Meta continue sur sa lancée dans le secteur des lunettes connectées. Des documents de la Commission fédérale des communications (FCC) aux États-Unis révèlent l'existence de deux modèles inédits selon le média The Verge.
Ces dossiers mentionnent les noms de code Ray-Ban Meta Blazer et Ray-Ban Meta Scriber. Un troisième produit, le Blazer Large, correspondrait simplement à une variante de taille pour le premier modèle.
L'analyse de ces documents techniques permet d'identifier plusieurs caractéristiques :
- Les références passent de la série RW4xxx aux codes RW7001 et RW7002. Ce changement de nomenclature indiquerait une évolution matérielle plutôt qu'une simple modification esthétique.
- Les dispositifs utiliseraient le Bluetooth et le Wi-Fi. Ce système permettrait de déporter la puissance de calcul vers le smartphone de l'utilisateur.
- La présence d'un étui de recharge confirme la volonté de maintenir une autonomie prolongée pour un usage quotidien.
Absence d'écran et priorité à l'IA
L'ordre des mots dans l'appellation commerciale revêt une importance particulière. Le nom « Ray-Ban » placé avant celui de « Meta » suggérerait que ces versions ne possèdent pas d'affichage intégré, selon les spécialistes.
Elles se concentreraient sur les fonctions audio et photo.
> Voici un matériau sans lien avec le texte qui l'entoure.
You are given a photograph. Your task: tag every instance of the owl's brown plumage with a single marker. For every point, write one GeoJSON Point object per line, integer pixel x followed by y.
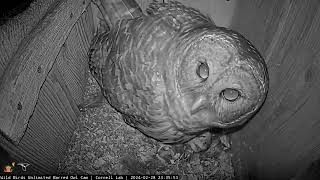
{"type": "Point", "coordinates": [173, 74]}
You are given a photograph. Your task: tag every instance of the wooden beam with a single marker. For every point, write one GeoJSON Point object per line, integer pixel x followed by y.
{"type": "Point", "coordinates": [28, 69]}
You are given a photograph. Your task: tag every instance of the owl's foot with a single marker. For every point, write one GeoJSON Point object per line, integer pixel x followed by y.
{"type": "Point", "coordinates": [92, 102]}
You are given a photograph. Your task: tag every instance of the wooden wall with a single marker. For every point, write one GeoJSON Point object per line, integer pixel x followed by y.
{"type": "Point", "coordinates": [48, 69]}
{"type": "Point", "coordinates": [284, 137]}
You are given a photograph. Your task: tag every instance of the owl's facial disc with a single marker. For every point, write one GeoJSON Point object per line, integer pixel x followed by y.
{"type": "Point", "coordinates": [218, 87]}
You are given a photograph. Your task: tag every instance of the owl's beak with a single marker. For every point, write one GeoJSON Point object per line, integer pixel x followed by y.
{"type": "Point", "coordinates": [200, 103]}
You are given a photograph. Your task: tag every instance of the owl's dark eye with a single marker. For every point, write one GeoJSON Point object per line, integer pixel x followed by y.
{"type": "Point", "coordinates": [230, 94]}
{"type": "Point", "coordinates": [203, 70]}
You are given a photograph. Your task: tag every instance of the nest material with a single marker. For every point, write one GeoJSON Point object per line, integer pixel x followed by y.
{"type": "Point", "coordinates": [104, 144]}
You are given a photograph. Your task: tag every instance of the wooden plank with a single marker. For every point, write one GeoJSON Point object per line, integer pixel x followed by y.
{"type": "Point", "coordinates": [284, 136]}
{"type": "Point", "coordinates": [73, 60]}
{"type": "Point", "coordinates": [50, 128]}
{"type": "Point", "coordinates": [15, 30]}
{"type": "Point", "coordinates": [21, 82]}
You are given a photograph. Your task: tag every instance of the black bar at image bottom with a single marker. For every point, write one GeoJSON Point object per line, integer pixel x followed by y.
{"type": "Point", "coordinates": [88, 177]}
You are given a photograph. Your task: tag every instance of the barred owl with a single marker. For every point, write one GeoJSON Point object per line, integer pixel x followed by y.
{"type": "Point", "coordinates": [174, 75]}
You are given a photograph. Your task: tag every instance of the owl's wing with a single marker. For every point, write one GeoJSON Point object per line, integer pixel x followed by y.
{"type": "Point", "coordinates": [186, 17]}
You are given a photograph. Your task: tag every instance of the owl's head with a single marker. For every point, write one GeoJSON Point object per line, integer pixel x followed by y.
{"type": "Point", "coordinates": [221, 80]}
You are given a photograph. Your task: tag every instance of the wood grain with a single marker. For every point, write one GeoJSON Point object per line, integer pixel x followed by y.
{"type": "Point", "coordinates": [284, 136]}
{"type": "Point", "coordinates": [73, 60]}
{"type": "Point", "coordinates": [17, 28]}
{"type": "Point", "coordinates": [24, 76]}
{"type": "Point", "coordinates": [49, 129]}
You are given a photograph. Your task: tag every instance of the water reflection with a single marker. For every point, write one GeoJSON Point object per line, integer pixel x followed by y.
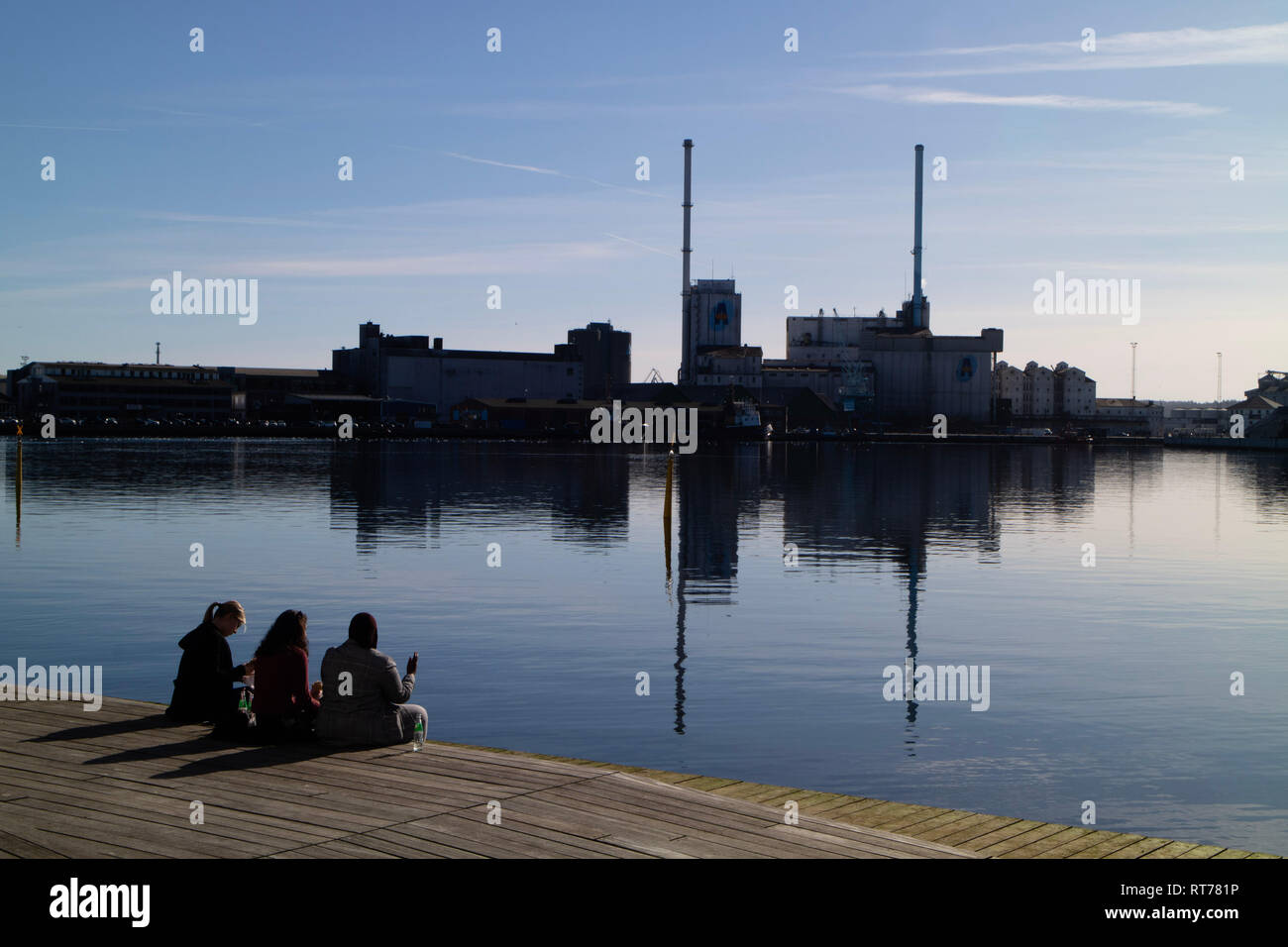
{"type": "Point", "coordinates": [905, 554]}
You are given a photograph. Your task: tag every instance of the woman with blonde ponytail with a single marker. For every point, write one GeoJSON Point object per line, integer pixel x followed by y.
{"type": "Point", "coordinates": [204, 689]}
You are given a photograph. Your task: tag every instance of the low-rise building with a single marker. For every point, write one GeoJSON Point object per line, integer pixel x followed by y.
{"type": "Point", "coordinates": [1116, 416]}
{"type": "Point", "coordinates": [1254, 407]}
{"type": "Point", "coordinates": [88, 390]}
{"type": "Point", "coordinates": [407, 368]}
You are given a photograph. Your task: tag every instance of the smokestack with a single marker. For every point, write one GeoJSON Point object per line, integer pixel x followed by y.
{"type": "Point", "coordinates": [686, 355]}
{"type": "Point", "coordinates": [917, 317]}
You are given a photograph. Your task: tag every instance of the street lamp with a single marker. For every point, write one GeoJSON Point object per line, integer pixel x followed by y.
{"type": "Point", "coordinates": [1132, 371]}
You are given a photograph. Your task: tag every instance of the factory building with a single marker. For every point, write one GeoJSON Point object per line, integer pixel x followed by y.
{"type": "Point", "coordinates": [1038, 392]}
{"type": "Point", "coordinates": [1074, 392]}
{"type": "Point", "coordinates": [1042, 394]}
{"type": "Point", "coordinates": [1117, 416]}
{"type": "Point", "coordinates": [426, 380]}
{"type": "Point", "coordinates": [605, 357]}
{"type": "Point", "coordinates": [896, 368]}
{"type": "Point", "coordinates": [88, 390]}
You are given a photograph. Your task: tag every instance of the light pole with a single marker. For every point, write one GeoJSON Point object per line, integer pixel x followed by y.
{"type": "Point", "coordinates": [1132, 369]}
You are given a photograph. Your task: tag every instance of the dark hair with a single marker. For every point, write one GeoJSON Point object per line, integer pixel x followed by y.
{"type": "Point", "coordinates": [287, 630]}
{"type": "Point", "coordinates": [362, 630]}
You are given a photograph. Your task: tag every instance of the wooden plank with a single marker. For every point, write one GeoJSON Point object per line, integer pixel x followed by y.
{"type": "Point", "coordinates": [117, 784]}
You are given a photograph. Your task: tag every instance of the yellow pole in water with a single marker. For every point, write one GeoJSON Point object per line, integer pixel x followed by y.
{"type": "Point", "coordinates": [17, 534]}
{"type": "Point", "coordinates": [666, 514]}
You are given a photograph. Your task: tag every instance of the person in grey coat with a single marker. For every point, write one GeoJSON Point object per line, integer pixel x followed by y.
{"type": "Point", "coordinates": [364, 699]}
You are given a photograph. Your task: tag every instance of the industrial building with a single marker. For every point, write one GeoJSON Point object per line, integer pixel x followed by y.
{"type": "Point", "coordinates": [1116, 416]}
{"type": "Point", "coordinates": [1041, 394]}
{"type": "Point", "coordinates": [424, 379]}
{"type": "Point", "coordinates": [892, 368]}
{"type": "Point", "coordinates": [605, 357]}
{"type": "Point", "coordinates": [86, 390]}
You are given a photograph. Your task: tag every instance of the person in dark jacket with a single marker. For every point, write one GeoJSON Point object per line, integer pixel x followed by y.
{"type": "Point", "coordinates": [284, 705]}
{"type": "Point", "coordinates": [204, 689]}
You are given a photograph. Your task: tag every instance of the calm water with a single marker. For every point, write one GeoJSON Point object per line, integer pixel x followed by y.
{"type": "Point", "coordinates": [1108, 684]}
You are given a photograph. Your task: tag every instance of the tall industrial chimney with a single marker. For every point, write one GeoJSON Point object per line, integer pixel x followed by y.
{"type": "Point", "coordinates": [686, 354]}
{"type": "Point", "coordinates": [917, 316]}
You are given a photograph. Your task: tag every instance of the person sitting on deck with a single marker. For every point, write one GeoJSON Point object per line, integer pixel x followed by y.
{"type": "Point", "coordinates": [204, 689]}
{"type": "Point", "coordinates": [361, 692]}
{"type": "Point", "coordinates": [283, 706]}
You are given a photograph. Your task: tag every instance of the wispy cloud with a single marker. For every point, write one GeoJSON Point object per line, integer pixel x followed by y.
{"type": "Point", "coordinates": [533, 169]}
{"type": "Point", "coordinates": [1244, 46]}
{"type": "Point", "coordinates": [59, 128]}
{"type": "Point", "coordinates": [645, 247]}
{"type": "Point", "coordinates": [956, 97]}
{"type": "Point", "coordinates": [523, 258]}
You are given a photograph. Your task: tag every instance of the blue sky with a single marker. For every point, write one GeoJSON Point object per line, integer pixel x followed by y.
{"type": "Point", "coordinates": [516, 169]}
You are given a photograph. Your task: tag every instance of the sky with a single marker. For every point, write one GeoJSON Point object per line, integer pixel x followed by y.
{"type": "Point", "coordinates": [519, 169]}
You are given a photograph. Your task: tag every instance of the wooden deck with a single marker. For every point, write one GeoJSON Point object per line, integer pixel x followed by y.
{"type": "Point", "coordinates": [121, 783]}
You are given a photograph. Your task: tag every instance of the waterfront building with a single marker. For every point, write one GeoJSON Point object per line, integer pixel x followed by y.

La dénomination « lunettes IA » dans les registres viendrait appuyer cette hypothèse. Ces futurs modèles pourraient ainsi succéder aux versions actuelles dépourvues d'écran.
Un calendrier et des enjeux incertains
Bien que la production semble lancée, Meta conserve le silence sur les spécifications techniques exactes. Les améliorations porteraient potentiellement sur les points suivants :
- Une meilleure résolution du capteur photographique.
- Une captation sonore plus précise.
- Une intégration plus poussée de l'intelligence artificielle.
Le déploiement de ces produits interviendrait dans un contexte complexe. Si les ventes de la gamme précédente progressent, les critiques se multiplient.
Des inquiétudes persistent sur la protection de la vie privée, notamment suite à des rapports sur l'usage de vidéos personnelles pour l'entraînement des algorithmes.
De plus, l'éventuelle introduction de la reconnaissance faciale susciterait l'opposition de certains responsables politiques américains.